Psychologist Sandi Mann agrees that a child under the age of two will have little understanding of the situation, but tells us she think parents should still try and involve their first born in the second pregnancy as much as possible.
"Parents should talk about what is happening and involve their first child as much as possible, but many make the mistake of not fully preparing them.
"They are often worried that the older child will feel pushed out so they try to make the whole thing sound as exciting as possible - failing to mention the negatives (of which there are certainly a few).
"So, they show the child the scan pictures, let them feel the baby move, maybe even choose items for the new baby etc - all great stuff, but they should also prepare them for the changes that are going to occur.
"The child should be warned that the new baby will cry a lot and need a lot of attention, but it should be explained in a way that makes the older child feel special - that the baby is not able to do things that they can, for example, or that the baby will be so lucky to have such a kind older brother."
Parenting coach Torsten Klaus also says making the older child feel special is important.
He tells us: "It helps when there are not just presents arriving for the new baby, you can explain to family members and friends beforehand that your older child might feel happy about some nice things too, to celebrate he is becoming a big brother."
It is inevitable that a second child will need a lot of attention, in the early weeks especially, and working out how to split their time can be difficult for parents.
But Sigrid says couples should not be afraid to ask for help from those around them.
"Any help from a trusted source at this stage in a family's life is vital as both parents will feel the strain of a growing family.
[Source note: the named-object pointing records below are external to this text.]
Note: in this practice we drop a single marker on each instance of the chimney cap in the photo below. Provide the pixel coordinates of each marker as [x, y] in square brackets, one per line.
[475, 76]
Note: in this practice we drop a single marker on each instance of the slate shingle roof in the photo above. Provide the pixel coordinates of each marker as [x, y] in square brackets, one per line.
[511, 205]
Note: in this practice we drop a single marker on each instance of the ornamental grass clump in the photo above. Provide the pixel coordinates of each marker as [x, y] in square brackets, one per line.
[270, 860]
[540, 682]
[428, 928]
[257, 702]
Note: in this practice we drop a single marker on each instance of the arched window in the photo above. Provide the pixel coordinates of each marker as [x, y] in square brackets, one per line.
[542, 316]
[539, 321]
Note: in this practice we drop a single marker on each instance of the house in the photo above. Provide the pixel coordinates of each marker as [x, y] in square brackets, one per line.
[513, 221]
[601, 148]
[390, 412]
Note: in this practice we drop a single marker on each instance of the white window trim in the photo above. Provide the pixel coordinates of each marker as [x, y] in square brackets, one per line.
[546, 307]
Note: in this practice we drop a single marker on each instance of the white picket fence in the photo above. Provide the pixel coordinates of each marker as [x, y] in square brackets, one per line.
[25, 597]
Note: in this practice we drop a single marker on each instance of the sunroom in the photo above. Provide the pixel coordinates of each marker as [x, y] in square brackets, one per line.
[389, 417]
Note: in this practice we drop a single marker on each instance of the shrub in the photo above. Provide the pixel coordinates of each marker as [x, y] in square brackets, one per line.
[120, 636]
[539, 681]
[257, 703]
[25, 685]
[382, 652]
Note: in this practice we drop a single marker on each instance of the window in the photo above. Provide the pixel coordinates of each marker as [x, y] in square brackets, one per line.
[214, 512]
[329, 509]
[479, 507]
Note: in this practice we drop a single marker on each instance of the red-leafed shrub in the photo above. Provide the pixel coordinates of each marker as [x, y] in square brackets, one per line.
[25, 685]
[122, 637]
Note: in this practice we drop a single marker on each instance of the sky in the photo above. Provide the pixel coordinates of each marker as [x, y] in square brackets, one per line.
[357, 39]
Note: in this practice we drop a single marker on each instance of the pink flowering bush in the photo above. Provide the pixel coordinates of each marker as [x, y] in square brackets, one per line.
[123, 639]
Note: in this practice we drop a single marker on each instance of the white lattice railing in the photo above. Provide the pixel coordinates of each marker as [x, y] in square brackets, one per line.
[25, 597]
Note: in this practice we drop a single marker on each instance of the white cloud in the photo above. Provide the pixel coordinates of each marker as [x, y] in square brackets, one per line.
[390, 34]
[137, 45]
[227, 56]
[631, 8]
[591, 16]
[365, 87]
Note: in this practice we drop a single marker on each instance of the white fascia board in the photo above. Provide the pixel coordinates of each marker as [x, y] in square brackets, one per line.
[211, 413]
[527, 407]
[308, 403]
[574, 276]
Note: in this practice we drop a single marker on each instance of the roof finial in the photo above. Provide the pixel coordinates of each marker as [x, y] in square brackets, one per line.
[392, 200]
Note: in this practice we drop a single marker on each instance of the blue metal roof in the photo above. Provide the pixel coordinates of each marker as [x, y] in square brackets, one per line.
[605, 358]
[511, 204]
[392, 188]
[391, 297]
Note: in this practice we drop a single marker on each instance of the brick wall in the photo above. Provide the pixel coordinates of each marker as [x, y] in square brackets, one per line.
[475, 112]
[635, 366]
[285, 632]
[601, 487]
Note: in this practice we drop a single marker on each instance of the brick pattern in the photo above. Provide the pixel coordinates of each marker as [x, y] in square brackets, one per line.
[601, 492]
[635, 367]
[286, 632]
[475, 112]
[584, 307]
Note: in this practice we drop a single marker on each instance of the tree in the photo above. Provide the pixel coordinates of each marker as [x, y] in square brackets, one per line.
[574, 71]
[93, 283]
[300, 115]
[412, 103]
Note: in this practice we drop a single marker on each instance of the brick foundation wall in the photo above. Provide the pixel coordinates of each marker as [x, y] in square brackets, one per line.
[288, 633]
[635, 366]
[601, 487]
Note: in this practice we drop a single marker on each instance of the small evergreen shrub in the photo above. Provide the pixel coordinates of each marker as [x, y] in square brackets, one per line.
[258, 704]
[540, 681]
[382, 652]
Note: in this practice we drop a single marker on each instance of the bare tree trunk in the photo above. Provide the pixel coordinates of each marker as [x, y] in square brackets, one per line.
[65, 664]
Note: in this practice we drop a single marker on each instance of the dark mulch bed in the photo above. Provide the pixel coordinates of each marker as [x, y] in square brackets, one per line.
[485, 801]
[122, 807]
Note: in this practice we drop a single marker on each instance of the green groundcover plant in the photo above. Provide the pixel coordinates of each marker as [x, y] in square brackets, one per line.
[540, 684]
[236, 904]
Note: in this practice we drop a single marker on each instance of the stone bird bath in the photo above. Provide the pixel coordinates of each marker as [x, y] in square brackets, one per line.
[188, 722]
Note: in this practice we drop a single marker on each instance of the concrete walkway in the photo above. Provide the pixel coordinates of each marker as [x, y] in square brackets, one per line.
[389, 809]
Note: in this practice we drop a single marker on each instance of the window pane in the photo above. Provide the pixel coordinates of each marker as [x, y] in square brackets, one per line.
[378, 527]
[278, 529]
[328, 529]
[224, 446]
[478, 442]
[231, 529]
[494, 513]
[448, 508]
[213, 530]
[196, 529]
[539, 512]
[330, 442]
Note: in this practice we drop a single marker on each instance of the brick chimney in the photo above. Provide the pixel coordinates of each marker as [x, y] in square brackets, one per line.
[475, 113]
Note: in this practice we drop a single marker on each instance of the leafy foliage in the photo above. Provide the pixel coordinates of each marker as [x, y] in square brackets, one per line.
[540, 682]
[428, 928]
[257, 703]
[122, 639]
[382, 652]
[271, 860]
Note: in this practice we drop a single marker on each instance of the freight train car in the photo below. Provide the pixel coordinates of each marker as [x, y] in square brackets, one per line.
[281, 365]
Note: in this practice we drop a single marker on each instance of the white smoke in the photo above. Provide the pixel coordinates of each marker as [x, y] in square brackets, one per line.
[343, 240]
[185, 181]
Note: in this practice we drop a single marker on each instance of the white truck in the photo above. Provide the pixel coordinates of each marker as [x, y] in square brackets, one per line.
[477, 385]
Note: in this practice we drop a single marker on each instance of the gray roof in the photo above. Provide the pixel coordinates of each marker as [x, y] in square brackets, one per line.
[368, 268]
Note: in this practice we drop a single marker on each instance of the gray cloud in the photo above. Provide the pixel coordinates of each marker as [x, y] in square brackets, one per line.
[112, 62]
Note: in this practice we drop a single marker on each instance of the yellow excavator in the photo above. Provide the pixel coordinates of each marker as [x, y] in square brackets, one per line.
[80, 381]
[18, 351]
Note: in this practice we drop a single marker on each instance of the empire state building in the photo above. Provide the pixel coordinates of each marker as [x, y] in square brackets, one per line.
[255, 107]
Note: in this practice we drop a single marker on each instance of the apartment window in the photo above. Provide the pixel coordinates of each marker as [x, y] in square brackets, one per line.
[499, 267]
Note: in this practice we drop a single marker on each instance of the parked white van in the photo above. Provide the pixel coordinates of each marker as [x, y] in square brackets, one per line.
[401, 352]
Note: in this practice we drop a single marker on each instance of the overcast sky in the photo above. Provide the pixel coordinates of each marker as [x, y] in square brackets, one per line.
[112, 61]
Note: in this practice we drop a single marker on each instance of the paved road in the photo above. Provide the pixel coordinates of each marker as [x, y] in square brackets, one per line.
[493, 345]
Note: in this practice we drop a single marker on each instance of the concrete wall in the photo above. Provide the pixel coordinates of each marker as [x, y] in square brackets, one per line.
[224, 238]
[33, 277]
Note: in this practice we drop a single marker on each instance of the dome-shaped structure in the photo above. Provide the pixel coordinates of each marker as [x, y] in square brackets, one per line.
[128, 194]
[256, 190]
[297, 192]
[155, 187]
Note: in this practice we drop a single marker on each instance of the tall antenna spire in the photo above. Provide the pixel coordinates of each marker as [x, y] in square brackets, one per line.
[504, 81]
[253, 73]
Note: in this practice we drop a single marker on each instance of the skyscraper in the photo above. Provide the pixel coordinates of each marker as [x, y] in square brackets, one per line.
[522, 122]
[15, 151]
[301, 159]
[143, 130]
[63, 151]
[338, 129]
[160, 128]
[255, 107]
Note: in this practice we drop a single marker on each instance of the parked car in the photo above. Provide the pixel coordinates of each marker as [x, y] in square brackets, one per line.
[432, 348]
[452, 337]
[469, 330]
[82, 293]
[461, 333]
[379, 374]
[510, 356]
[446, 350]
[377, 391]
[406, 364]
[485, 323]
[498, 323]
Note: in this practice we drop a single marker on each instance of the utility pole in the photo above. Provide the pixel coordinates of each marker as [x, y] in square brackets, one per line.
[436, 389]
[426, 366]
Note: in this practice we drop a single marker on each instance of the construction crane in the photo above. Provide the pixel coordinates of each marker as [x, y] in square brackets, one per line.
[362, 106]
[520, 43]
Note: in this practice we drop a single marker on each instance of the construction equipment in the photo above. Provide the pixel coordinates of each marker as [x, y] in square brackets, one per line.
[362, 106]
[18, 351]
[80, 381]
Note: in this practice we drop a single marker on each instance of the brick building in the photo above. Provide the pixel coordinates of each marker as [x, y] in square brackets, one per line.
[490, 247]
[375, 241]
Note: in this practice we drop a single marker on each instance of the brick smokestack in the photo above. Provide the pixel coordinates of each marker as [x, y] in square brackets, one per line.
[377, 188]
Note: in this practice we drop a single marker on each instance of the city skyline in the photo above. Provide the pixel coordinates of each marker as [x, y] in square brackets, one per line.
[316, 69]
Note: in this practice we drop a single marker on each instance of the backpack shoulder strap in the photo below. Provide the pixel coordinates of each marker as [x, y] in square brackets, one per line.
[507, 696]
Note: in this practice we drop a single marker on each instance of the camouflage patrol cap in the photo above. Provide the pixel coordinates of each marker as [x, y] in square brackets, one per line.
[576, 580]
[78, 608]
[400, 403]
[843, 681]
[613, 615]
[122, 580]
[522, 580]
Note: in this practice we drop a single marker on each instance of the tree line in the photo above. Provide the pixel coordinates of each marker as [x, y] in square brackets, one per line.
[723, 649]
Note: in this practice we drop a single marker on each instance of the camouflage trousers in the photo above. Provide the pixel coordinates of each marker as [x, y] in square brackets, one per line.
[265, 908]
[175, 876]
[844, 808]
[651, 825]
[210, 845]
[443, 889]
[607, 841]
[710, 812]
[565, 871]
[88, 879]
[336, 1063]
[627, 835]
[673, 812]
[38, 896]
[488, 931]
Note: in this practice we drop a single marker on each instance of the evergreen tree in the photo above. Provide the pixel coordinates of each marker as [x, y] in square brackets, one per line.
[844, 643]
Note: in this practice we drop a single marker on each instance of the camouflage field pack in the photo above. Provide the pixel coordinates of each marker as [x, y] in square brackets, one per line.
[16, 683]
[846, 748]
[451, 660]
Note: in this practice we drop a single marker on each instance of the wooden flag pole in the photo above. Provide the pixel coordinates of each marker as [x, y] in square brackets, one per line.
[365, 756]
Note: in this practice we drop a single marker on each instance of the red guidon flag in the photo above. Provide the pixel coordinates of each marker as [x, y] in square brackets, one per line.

Grandparents can lend a hand by taking the older sibling on special days out, or offering to help in the early days when the baby arrives," she says.
To ensure the arrival of a sibling does not have a negative impact an older child's development, Sandi says it is vital for parents to spend some quality time with the child away from the baby.
"The first child will feel pushed out if Mum (and Dad) seem only interested in the new baby - so hand the newborn to someone else for short periods when possible.
"Keep routines for the older child in place as much as you can," she says.
Torsten adds: "Having the baby in a sling is brilliant, that way you have hands free to play with your older child, while baby is still close to you and gets used to the family routine."
The arrival of a sibling isn't all bad news for an older child though, in fact, it can really benefit their development.
Sandi explains: "Children with siblings close in age learn to negotiate, share, compete and assert themselves.
"Siblings are their first exposure to relationships with other humans who do not see them as the centre of the world (like parents might) and they thus learn important life skills."
Torsten agrees, saying: "They learn a lot from each other, they might compliment each other in their characters and therefore support one another in their weaker spots."
On a practical note, Sandi says having more than one child can actually create less work for parents as the children grow older.
"Siblings do play together which makes it easier for the parent who has to do a bit less entertaining themselves.
"Of course, they fight too, so many parents feel this advantage is negated but at the end of the day, the sibling relationship is a vital first step to all the other relationships with peers, friends and colleagues that will take place over the years," she says.